Background: I want Text-Searching through my photos.
After 25 years of taking digital pictures, I have way too many photos. I need some clever mechanism to search them...
So when Oracle 23ai came along with the some "ai" built in, I started tweaking around with VECTORs and Vector-Search.
End-Goal is to be able to enter a text-question, and find photos related to that question. (this may take some time / tweaks / blogs...)
I am Not There Yet, not by far. And after months of tweaking, I'm not sure if I will ever reach my goal. But I did Learn some interesting things, tech and non-tech, in the process.

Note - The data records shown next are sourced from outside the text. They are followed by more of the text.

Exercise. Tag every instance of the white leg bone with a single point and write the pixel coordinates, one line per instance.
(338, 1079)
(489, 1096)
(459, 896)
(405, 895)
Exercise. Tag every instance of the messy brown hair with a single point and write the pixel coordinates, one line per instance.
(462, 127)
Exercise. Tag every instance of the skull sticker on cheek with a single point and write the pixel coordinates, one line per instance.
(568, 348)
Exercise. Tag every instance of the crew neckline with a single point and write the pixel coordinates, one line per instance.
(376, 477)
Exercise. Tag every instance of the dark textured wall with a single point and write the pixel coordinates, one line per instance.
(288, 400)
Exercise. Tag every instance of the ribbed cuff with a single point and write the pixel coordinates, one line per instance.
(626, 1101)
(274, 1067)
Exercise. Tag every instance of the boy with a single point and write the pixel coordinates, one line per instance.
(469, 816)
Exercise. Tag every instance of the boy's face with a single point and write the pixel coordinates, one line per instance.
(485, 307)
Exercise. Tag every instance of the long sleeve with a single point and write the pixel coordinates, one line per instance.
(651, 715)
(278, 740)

Loading the image: The Easy Part.
Oracle 23ai is a "Converged Database" and should be able to handle any Data. So naturally, I want to load my data into a Table. The Table:
Next, the example python-code, to open and insert the image from a file:
This is of course very much a standard operation. Easy. If you set out to build something like this, check the documentation on the oracle-python driver, and pay attention to the input/output handlers. Maybe more on those later.

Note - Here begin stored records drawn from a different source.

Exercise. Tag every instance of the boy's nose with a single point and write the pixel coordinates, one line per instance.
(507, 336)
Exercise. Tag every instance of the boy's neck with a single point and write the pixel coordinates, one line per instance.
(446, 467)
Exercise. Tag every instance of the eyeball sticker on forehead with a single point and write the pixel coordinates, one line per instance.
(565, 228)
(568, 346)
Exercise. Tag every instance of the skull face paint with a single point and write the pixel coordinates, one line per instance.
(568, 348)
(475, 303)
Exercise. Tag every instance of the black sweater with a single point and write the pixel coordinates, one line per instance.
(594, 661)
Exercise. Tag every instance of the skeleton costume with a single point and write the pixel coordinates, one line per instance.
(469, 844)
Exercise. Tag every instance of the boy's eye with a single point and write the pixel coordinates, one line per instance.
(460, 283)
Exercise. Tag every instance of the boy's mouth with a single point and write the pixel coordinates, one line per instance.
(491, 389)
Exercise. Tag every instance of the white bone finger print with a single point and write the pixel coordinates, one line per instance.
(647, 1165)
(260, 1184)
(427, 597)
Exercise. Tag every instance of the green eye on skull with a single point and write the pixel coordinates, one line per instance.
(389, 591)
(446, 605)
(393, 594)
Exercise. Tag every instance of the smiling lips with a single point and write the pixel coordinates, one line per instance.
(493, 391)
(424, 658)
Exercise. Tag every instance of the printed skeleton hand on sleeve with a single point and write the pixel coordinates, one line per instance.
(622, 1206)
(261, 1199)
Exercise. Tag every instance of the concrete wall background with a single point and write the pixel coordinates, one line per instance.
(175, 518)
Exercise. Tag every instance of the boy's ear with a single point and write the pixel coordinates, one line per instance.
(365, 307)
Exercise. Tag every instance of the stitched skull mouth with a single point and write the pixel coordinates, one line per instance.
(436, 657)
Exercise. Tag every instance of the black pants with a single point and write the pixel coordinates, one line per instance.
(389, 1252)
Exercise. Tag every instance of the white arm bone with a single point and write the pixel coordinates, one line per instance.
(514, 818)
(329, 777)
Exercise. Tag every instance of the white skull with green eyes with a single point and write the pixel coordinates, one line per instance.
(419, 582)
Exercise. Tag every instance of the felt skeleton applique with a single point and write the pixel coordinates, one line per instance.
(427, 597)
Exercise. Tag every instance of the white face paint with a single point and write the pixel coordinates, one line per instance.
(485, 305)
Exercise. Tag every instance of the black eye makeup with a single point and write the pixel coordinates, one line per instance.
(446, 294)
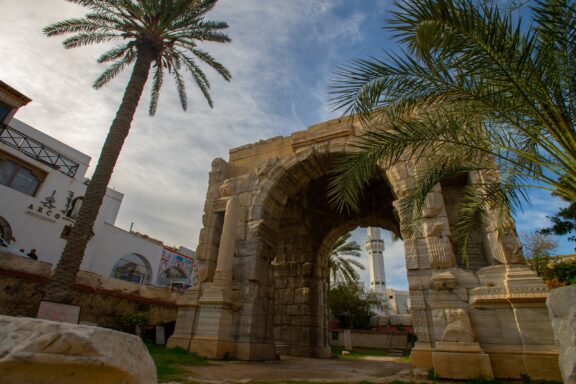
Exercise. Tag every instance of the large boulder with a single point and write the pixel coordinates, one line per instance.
(562, 308)
(41, 351)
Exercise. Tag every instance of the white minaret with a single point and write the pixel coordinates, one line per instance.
(375, 248)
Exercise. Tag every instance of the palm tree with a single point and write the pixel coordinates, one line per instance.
(158, 35)
(342, 268)
(473, 88)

In the subsequent version of my experiments, I decided to not load the binary-images anymore, as loading took time and bloated my (containerised) database. There are arguments pro- and contra-, but it is good to know you Can Effortlessly store the images in your Oracle Database.
For your own real-world applications, you can make your own decision: keep images on separate storage or store them in your Converged Database (often Recommended!).

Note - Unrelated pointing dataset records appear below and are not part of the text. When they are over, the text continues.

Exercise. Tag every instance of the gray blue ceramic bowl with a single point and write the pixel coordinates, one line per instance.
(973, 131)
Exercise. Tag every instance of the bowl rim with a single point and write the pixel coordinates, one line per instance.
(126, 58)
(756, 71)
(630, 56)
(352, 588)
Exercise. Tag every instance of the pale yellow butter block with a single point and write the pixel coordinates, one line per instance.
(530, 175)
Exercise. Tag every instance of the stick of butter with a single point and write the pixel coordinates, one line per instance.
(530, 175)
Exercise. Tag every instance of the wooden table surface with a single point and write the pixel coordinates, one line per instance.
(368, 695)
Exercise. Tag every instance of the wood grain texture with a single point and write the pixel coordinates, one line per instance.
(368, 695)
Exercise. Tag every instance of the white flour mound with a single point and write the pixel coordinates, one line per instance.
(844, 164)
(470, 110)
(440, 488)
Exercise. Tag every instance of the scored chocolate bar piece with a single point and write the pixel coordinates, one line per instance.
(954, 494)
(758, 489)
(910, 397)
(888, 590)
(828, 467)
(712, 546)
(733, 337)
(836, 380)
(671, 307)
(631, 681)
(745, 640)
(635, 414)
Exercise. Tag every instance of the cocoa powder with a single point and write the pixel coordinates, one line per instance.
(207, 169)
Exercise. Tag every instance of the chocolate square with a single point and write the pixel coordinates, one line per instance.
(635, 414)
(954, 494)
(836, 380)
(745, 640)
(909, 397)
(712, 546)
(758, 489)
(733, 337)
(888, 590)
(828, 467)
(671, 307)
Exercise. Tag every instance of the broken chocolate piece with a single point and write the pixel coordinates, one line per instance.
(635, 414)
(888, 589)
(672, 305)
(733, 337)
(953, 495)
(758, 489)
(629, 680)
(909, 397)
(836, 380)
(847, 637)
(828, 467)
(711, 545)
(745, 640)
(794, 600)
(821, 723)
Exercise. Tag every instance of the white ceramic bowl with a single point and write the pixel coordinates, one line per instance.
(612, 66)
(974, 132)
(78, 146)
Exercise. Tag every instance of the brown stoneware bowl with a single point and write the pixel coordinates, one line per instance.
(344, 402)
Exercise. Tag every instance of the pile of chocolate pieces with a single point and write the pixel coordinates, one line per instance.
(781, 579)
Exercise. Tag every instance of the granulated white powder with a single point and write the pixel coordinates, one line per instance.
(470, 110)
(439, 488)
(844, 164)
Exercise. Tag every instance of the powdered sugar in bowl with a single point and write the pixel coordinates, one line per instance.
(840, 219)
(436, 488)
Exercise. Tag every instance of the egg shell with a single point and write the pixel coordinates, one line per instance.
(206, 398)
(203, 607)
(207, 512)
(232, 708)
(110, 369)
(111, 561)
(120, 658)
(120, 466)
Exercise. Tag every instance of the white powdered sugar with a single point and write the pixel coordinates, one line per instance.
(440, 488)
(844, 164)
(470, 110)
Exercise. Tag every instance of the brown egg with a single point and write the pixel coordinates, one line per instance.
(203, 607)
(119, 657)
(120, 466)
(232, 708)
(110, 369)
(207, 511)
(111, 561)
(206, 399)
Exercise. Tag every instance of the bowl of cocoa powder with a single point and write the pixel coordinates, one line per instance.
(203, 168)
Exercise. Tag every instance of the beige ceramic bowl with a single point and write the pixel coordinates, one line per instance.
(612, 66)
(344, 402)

Loading a Vector: some caveat around datatype. RTFM...
The Table to hold vectors, in this case for a model that generates 2048 elements of Float32, like mine did (I used ResNet50 obtained via Hugging Face):
In this case I store the vectors separate from the image-table, because I expect to generate multiple vectors, from different models, for every image. Hence a separate table, related to the image-table via img_id (an FK, of course).
The example python-code (you can see I did some debugging/checking):
Notice a few things:
Python Datatype: Some models generate numpy-arrays, and other produce (standard?) python arrays of <class 'list'>. I'm converting everything to list, and sometimes I print the contents to a file, dbgdata.
Oracle VECTOR datatype: in my case I ended up with "garbage" data in my vectors a few times. That was mostly fixed by trial+error: I tried FLOAT32 and FLOAT64 in the vector-definitions, and I tried "d" and "f" in the array-constructors. The resulting combi of "d" and FLOAT32 finally worked (d-for-Double was counterintuitive for a float-32, but would be a different blog, and not relevant here... )
If you go about inserting VECTORs from python, I strongly Recommend to read The Fantastic Manual (RTFM link). Also, because this version is not net GA at time of Writing (Nov2024), things may still change slightly. My type-conversion might have been caused by old-versions or outdated-release.
Notably about input-handlers and output-handlers you will need to convert between python-classes and oracle-column-type. RTFM and Test! I had some trouble + confusion there. Hence I sometimes ended up printing vectors out from python, and even built a small utility to inspect vectors inside my database (link to victor.py).
Also, the python-array Must be of same length as the defined VECTOR column. You may find out the hard way, especially if you start using various models to generate vectors, and their lengths differ. This is probably a reasons to create a separate table to hold the vectors from each model.
After some trial+err (okok, some of the dbg-code is still there), my vectors got correctly inserted, All Good.
This Works: Vector-similarity search.
When doing Cosine-Similarity comparisons on the image-vectors, I get the "expected" results: Similar images yield Cos-Similar vectors.
To simplify, I created a view to encapsulate the Cosine-Similarity:
Here the calculation is embedded in the view, which makes the typing of SQL a lot easier. The test-code immediately following the create-view sort-of proves that it works. In the limited test-set of my first 200 images it found two that it thinks, according to this "model", are very similar and the filenames are probably no coincidence.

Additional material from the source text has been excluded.